Mistake: Not having the right insurance

Bryan Clayton, CEO of GreenPal, an on-demand lawn care service, said his biggest mistake was not buying employment law liability insurance. “This covers your business in case you make mistakes around calculating overtime and wage and hour violations.” Clayton’s company was audited by the department of labor, which determined that the crew leader managers could not be paid a salary but needed to be paid as hourly wage employees. “This in turn kicked in additional overtime time charges that were due to 80 employees and, long story short, resulted in a $450,000 fine that my company had to pay.”

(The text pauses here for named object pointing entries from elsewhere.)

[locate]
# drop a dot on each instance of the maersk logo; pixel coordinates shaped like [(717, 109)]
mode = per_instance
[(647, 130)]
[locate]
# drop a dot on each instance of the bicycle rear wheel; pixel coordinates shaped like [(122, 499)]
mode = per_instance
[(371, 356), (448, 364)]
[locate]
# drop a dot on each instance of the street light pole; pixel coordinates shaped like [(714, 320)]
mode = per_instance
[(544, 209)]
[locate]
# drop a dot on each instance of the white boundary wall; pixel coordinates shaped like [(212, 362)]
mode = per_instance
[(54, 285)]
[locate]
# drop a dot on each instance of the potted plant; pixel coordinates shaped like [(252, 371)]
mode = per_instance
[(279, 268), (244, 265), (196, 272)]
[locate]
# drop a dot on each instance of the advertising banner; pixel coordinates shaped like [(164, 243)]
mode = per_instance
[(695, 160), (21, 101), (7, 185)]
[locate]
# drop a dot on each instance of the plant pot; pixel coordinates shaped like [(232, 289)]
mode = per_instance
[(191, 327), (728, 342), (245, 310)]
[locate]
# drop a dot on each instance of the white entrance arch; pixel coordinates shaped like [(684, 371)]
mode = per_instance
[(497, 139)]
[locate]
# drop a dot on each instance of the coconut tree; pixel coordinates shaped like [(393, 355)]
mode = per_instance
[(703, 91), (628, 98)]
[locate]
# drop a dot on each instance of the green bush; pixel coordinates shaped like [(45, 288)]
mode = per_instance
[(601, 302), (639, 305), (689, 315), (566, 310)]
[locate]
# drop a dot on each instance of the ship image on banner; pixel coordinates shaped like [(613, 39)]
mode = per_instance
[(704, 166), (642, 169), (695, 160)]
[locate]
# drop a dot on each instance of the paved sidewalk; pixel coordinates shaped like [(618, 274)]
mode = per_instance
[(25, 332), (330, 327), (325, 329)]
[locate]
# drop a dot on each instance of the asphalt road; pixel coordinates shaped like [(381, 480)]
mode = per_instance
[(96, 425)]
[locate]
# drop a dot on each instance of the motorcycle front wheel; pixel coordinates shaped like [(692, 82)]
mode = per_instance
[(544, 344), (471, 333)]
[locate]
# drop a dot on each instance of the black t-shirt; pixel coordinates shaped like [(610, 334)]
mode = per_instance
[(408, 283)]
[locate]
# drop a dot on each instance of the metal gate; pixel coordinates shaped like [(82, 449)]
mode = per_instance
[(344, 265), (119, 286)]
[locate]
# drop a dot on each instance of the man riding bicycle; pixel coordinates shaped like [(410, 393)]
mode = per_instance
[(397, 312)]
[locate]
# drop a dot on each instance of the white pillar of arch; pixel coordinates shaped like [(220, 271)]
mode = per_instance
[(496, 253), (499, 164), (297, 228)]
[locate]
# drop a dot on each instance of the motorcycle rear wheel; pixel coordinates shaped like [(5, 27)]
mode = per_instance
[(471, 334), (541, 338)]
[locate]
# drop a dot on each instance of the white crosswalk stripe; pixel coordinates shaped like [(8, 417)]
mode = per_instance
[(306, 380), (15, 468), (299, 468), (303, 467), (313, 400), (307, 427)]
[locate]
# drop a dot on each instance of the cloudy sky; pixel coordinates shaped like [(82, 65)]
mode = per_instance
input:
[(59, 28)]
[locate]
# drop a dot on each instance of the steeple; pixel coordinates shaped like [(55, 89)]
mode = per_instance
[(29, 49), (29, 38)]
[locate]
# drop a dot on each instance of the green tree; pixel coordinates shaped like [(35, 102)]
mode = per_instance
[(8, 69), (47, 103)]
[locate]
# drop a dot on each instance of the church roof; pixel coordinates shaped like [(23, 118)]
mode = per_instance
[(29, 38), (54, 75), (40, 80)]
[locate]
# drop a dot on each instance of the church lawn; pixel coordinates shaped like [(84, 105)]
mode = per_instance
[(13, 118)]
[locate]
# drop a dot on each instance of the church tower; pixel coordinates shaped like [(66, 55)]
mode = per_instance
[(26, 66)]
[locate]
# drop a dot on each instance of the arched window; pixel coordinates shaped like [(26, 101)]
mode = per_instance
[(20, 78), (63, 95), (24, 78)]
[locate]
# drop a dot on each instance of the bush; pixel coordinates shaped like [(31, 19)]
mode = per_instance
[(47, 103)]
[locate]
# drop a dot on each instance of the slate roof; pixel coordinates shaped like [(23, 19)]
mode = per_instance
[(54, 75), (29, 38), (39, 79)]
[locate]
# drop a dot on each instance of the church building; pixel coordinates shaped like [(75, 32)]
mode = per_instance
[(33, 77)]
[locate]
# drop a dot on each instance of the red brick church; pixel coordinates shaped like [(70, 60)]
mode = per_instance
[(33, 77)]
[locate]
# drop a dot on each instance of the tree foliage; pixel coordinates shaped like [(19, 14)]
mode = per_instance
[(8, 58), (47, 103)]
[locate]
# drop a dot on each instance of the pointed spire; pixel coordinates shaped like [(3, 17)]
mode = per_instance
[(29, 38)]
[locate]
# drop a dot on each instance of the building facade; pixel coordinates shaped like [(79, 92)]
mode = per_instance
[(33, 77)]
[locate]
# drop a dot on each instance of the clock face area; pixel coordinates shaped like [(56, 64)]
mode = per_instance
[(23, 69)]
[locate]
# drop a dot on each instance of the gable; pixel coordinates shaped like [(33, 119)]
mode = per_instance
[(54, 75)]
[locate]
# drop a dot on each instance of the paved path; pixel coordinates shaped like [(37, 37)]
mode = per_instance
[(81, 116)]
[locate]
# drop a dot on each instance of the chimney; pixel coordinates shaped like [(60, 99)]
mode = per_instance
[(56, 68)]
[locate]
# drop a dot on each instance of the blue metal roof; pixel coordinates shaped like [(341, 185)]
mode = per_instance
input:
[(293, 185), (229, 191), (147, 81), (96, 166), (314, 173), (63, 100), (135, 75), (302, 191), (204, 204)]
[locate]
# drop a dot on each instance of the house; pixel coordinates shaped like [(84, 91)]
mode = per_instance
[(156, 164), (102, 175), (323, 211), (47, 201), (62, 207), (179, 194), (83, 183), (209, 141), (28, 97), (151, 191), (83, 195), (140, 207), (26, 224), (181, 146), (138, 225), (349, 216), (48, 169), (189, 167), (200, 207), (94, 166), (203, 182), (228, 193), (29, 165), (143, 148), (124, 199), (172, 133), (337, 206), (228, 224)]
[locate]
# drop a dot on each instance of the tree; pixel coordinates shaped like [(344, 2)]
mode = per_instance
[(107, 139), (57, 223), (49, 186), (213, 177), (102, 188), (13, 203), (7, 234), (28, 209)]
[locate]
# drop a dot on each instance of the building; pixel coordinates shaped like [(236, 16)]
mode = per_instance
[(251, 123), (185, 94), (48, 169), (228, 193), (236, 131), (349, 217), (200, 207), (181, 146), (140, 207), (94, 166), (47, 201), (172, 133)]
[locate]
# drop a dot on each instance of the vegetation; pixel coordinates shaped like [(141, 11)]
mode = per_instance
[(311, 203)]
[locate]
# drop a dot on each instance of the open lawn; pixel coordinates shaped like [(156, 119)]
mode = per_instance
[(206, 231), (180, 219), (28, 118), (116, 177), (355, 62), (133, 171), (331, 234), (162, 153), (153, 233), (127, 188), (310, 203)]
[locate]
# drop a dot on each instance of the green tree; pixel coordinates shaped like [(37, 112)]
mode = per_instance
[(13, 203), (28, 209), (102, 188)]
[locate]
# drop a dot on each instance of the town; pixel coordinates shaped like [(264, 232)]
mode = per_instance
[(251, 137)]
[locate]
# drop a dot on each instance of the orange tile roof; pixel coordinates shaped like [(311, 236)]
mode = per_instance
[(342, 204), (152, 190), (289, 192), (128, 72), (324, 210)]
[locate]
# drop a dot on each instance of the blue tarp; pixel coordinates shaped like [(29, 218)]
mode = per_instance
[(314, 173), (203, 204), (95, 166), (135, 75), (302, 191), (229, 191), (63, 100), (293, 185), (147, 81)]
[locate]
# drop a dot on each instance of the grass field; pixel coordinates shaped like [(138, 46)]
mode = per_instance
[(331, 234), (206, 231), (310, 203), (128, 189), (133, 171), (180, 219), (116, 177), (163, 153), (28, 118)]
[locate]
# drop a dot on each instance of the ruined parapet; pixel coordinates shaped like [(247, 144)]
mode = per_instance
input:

What I learned: Don’t be penny wise and dollar dumb; get the proper insurance coverage before you scale your company. If we had the proper insurance we would’ve been covered in this nightmare that almost killed our company.

Mistake: Not believing in yourself

Russab Ali, founder of SMC Digital, a digital marketing company, said he let a lack of confidence get between him and a six-figure contract.

“A few years ago, when we were first starting out, I was able to land a meeting with a decent company. I was pitching them quite well, and finally we got to the point where they wanted to sign on for a contract. I did an audit and found there was a lot more work to be done than expected. At this point, fear crept in and I began to doubt that I could deliver good results.” He declined the contract. The company hired someone else, who under-delivered. “They came back to me and asked for help…I took on the work and did a great job.”

What I learned: “I realized then that there is no point in being afraid I can’t deliver because I genuinely care about helping other companies. This genuine concern allows me, and in extension my agency, to deliver exceptional results. By thinking of all my clients as my friends, I go out of my way to a) not let them down and b) work on their companies as if they are my own. I have taken this mentality with me as I grow and have always exceeded client expectations.”